We used the info of the closest weather station to a specific fire in Alberta to map the weather condition around the fire location.
Maximum Wind gust and Maximum temperature are the variables which we selected to conduct the analysis on.
Correlation Matrix was created in Python to determine the relationship between the size of fire and weather characteristics. A weak positive relationship was revealed between the size of fire and the maximum wind gust around the fire location in Alberta.
Questions
- Do the maximum wind gust affect the size of the fire?
Observation
After analyzing and exploring data with regression, we found out there is a weak positive relationship between fire spread and wind gusts in Alberta over the last 20 years.
In the Scatterplot situated underneath, most of the larger fires (light and dark purple dots, which correspond to fire sizes averaging around 88 and 135 hectares, respectively) happen with higher maximum wind gust values. Smaller max wind gust values are associated with smaller fires (light and dark pink dots, corresponding to fire sizes averaging around 1 and 12 hectares, respectively).
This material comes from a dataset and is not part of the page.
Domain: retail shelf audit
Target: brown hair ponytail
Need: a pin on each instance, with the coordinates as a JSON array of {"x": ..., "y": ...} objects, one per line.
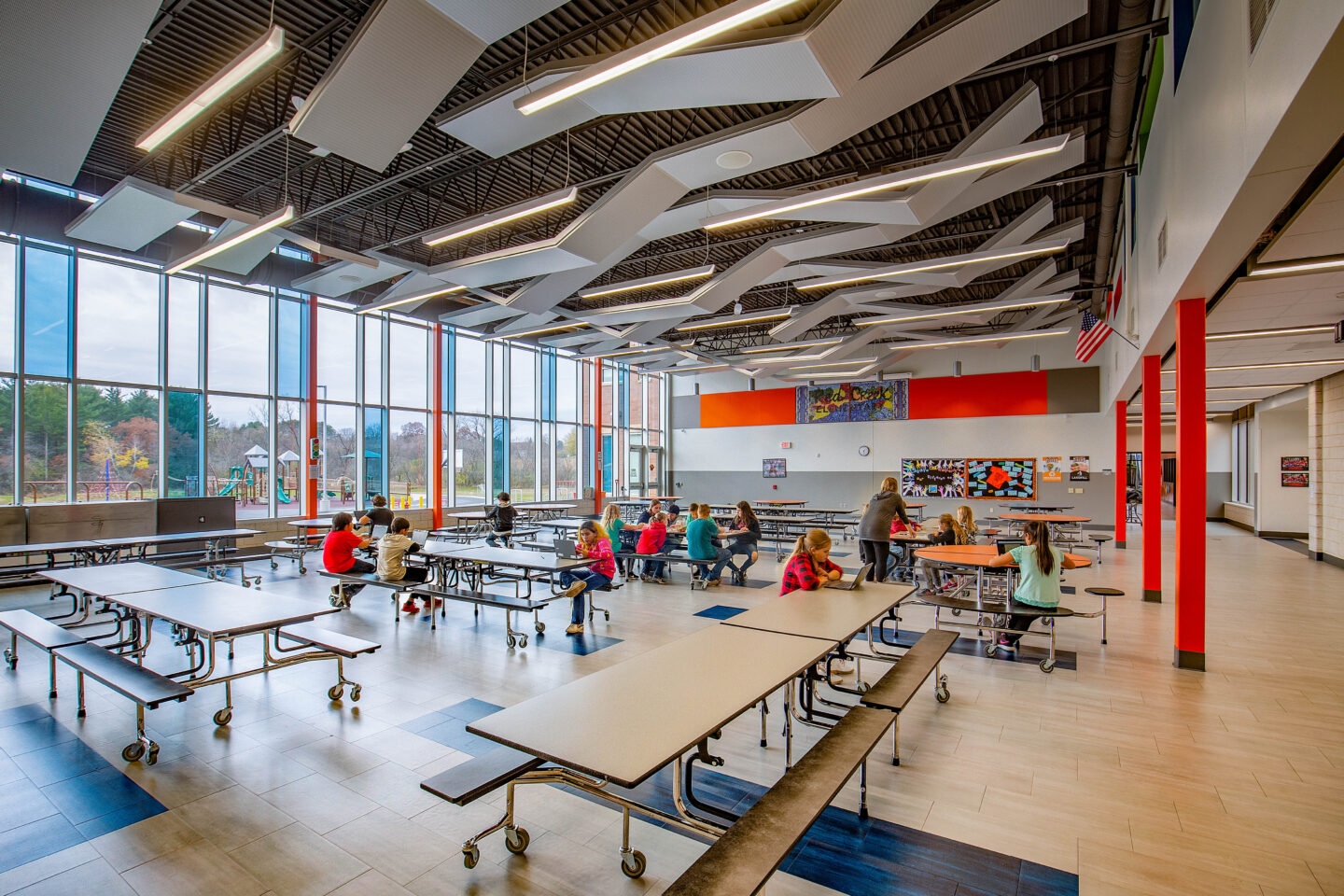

This insight can be observed after applying clustering to the data and we were not able to find this relationship using supervised ML (linear regression).
Questions
- Does the number of Human-caused fires stay the same in Canadian provinces over the years?
Observation
We conducted time-series analysis in Python on historical report of Canadian wildland fires. To forecast the number of fires for upcoming years we applied ARIMA model to estimate the number of human-caused fires in Canada for upcoming years. Note that Tableau uses exponential smoothing to compute the forecasts and present a smoother trend.
The number of human-caused fires in the year of 2023 has been estimated to be 2017 fires around the country.
Recommendation
- Since human-caused fires are among the two top causes for large-size fires, we need to restrict the barbeque in forests and make a plan to inform people so that we are able to minimize Human-caused fires, especially on days with higher wind gust speed. This will reduce the challenges of forest management for CFS.
- In most cases, there was a large distance between the fire and the weather stations. In other words, the data might suffer from measurement bias, since there was no closer weather station to the fire. In addition to that, the data has some visible outliers. As observed in the distribution plot, most of the data (“size” variable) lies in the small values.
- In order to improve the model which have been used in forecasting, in the next steps we need to check and see if we can find data sources for other provinces' weather conditions as well. We also need to find out what the best range of distance is between the fire location and the weather station (after consulting with subject matter experts). This can be applied to the computation and will improve the measurements significantly.